Solvent for Agar - is there a solvent for dissolving agar (Feb/11/2009 )
Dear all,
i wish to quantify the biomass growing on an agar plate. to do this i want to liquify the agar either with heat or with a suitable solvent and pull it through a filter, leaving the biomass on the filter membrane, which i can then weigh.
obviously i dont want to damage my cells such that they fall through the filter.
has anyone had any experience with doing this? whats a good solvent for dissolving agar with little heat?
any help will be appreciated
Cheers,
Jon
Usually you are using some sort of filter material (I think its nitrocellulose-membrane) for this purpose. A quick literature research will help you to identify the right material for your fungus.
The fungus grows on the membrane but still gets all nutrients from the medium. Then you take the fungal biomass with the filter/membrane off your plate, dry it and determine the biomass. You should not forget to write down the weight of your membrane before putting it on the agar plate, it has to be subtracted from your biomass
Good response, gebirgz. Fungal biomass would certainly be compromised by an agar "solvent" (and I'm not aware of any for this purpose).
NEB sells the enzyme beta-agarase, which will degrade agar to liquid form.
I don't know what it might do to your cells.
Eikinella also degrades agar.
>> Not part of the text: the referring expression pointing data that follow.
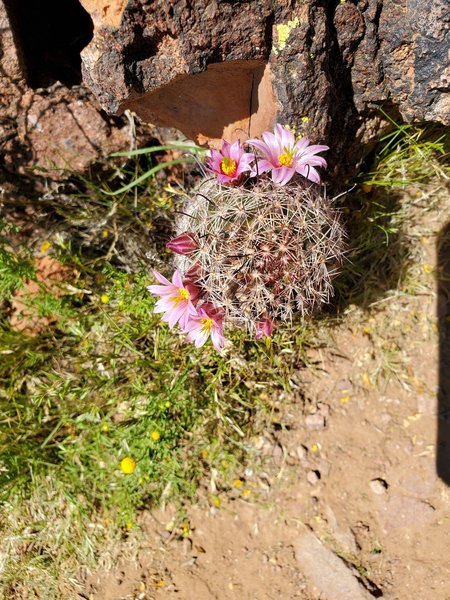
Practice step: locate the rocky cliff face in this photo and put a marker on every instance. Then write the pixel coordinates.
(230, 69)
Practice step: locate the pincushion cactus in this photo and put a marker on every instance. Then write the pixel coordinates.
(256, 252)
(264, 252)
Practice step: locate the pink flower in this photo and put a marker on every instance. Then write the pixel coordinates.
(264, 327)
(176, 299)
(207, 322)
(230, 162)
(183, 243)
(285, 156)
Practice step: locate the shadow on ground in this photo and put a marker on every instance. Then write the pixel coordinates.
(443, 435)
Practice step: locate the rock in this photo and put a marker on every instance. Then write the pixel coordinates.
(47, 120)
(378, 486)
(327, 574)
(316, 421)
(60, 132)
(224, 69)
(400, 511)
(313, 477)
These are not gong to break it down for the purpose offered here.
The enzyme will be the best choice, but it can be too expensive.
If you only want to know the amount of biomass generated, you have to scrap/ rinse to get most of them off the plate and spin it to collect biomass that way.
genehunter. Have you data that demonstrate sufficient digestion of an agar plate full of medium and that the prep will not affect recovery of other biomass. Consider the presence of other enzymatic capabilities in the enzyme prep, the range of polysaccharides that may be hydrolyzed esp. with the likely necessity of multiple activities to bring agar to a soluble endpoint.
Failing that - the application of enzyme is not justified. In any case, geberg's sugg is much better.